The plea-bargaining process.
Plea bargaining is the process by which the prosecution and the defense negotiate charging and sentencing concessions in exchange for the defendant’s guilty plea or nolo contendere (Wan, 2007). The plea-bargaining process entails the State or Federal prosecutor proposing a specific punishment to a certain charge if the accused is willing to plead guilty to that explicit charge and waive several of their constitutional rights. Several types of plea bargains occur during this phase of the process, including charge bargaining and sentence bargaining. Once the defense and prosecution agree to the specific terms of the guilty plea, the plea is then presented to the courts. The plea-bargaining process must be completed by the attorneys and the accused generally before the pre-trial hearing (Cornell Law School University, n.d.). The process is completed before the pre-trial hearing for several distinct reasons, but primarily to inform the courts of whether or not to prepare for a jury trial. Additionally, judges are not involved in developing the plea bargain because of potential bias that might occur if the accused does decide to plead not guilty and request a jury trial.
Elements required for a valid plea bargain or nolo contendere to occur.
For a plea bargain to be presented in a court of law, several elements must be constitutionally valid. The required elements include that individuals must submit the guilty plea voluntarily and intelligently from the accused and that the charges must have a factual basis. Additionally, the accused must have effective assistance of counsel when negotiating and deciding on the outcomes of accepting the guilty plea (Wan, 2007). The elements of the plea are critical when accepting the plea because the repercussions of consenting to a guilty verdict will impose the removal of constitutional rights and the right to a trial by jury.
Define the role of a judge in the plea-bargaining process.

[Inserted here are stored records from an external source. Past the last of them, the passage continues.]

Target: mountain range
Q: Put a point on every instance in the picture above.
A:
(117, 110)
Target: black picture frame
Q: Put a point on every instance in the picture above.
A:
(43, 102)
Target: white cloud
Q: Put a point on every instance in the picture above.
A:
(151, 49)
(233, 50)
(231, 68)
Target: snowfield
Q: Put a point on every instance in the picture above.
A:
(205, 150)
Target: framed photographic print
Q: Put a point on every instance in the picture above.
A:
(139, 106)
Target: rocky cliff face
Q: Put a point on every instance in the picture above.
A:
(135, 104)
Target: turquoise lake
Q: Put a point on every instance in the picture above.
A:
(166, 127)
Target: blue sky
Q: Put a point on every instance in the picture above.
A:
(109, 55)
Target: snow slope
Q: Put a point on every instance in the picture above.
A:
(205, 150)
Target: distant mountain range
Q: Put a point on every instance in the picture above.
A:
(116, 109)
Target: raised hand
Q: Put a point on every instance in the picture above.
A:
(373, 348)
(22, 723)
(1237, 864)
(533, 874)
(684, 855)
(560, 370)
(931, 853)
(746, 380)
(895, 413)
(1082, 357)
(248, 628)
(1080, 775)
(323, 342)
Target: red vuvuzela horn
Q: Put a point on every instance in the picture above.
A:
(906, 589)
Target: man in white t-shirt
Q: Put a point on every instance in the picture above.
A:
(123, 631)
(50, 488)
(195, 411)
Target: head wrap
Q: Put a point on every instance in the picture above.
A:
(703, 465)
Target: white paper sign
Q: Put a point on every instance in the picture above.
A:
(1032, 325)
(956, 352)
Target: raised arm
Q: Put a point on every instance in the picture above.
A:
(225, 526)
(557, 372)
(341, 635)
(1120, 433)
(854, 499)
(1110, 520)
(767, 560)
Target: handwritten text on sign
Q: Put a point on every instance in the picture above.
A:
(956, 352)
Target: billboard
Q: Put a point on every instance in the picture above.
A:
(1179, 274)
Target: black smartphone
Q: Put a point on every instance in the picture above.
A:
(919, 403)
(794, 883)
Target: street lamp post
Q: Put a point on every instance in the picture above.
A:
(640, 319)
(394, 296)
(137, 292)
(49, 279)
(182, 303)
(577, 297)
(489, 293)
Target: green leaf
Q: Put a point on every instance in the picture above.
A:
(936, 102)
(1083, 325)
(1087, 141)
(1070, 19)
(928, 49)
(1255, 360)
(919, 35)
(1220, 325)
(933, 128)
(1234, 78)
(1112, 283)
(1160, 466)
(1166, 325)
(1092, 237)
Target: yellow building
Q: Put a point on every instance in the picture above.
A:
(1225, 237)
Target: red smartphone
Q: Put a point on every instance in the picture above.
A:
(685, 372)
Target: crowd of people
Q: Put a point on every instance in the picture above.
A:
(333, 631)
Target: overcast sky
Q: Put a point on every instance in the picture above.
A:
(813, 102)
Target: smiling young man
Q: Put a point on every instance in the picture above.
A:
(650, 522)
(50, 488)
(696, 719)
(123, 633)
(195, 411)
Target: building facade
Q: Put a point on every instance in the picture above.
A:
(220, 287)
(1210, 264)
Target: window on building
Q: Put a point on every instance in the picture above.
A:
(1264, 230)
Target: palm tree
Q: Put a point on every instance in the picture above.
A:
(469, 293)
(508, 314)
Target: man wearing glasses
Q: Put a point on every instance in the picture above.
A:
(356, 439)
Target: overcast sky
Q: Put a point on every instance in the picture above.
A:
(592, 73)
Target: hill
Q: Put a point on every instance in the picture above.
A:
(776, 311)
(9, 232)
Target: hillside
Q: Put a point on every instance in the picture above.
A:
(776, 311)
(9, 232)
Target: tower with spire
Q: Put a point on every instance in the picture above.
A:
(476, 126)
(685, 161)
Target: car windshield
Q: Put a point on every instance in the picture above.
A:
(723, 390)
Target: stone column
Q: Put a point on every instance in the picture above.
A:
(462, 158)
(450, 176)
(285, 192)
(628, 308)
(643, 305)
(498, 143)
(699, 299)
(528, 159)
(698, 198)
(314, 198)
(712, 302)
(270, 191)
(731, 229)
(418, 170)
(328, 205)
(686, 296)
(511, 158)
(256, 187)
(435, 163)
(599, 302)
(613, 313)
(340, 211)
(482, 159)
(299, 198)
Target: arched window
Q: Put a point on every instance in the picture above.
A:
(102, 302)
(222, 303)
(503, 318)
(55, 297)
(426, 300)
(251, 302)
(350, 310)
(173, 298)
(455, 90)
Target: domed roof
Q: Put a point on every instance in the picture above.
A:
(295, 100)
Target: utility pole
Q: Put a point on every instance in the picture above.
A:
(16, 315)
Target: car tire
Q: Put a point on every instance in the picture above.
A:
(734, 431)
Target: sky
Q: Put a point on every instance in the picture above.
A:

Once the plea bargain has been submitted to the judge presiding over the case, the judge must fulfill specific responsibilities to the state or federal judiciary system. The judge also has duties that he must satisfy for the individual assuming his guilt or nolo contendere. First, the judge must decide whether to accept the agreement, reject the deal, or defer a decision until the court has reviewed the presentence investigation report (Cornell University Law School, n.d.). The presentence investigation report provides the judge presiding over the case with a criminal history background of the accused, which will aid the judge in deciding whether or not to accept or reject the plea bargain. If the judge does not accept the plea, he will then inform the accused that it was rejected and that the court is not required to take the plea bargain. The judge will then ask the accused to withdraw the plea, and the judge could site to the accused that the plea could be more severe than pursuing a trial by jury (Cornell University Law School, n.d.). However, if the judge accepts the plea, he must inform the accused of its acceptance. The judge is then required to specify that the state or federal prosecutor will not bring or move to dismiss any other charges. Additionally, the judge is then required to state whether or not the agreed-upon sentence or sentencing range is the appropriate disposition for the case based on the Sentencing Guidelines (Cornell University Law School, n.d.). While overseeing the disposition of a plea bargain, the judge’s role is limited on his contributions since the court is directed by law not to assist or interfere with the development of the plea bargain that was presented.
I am in NOT in favor of continuing the plea-bargaining process as it exists today. My argument will be to maintain the current system that is in place.
As it stands today, the plea-bargaining process allows for the criminal justice system to work efficiently with the exorbitant amount of criminal cases brought to court annually (DueProcessTV, 2012). Plea bargaining allows for an individual that knows they are clearly guilty of criminal offenses to forgo the variable of allowing a jury to decide whether they are guilty of the crimes or not. Thus, if the jury finds the accused guilty, they will then face the punishment regulated by the Sentencing Guideline, which is generally harsher than the sentence proposed in the plea bargain. The added benefit of plea bargaining is that the state or federal judiciary system will allow the accused to receive up to two or three times a lesser charge for pleading guilty, thus drastically reducing the punishment to be levied. If I were to be charged with a criminal offense, I genuinely believed, and my attorney advised, would be hard to beat in a jury trial; depending on the severity of the punishment to be levied due to the plea bargain, I would accept. However, if I knew that I did not commit the crime and criminal charges filed against me were bogus, I would request to take it to trial by jury.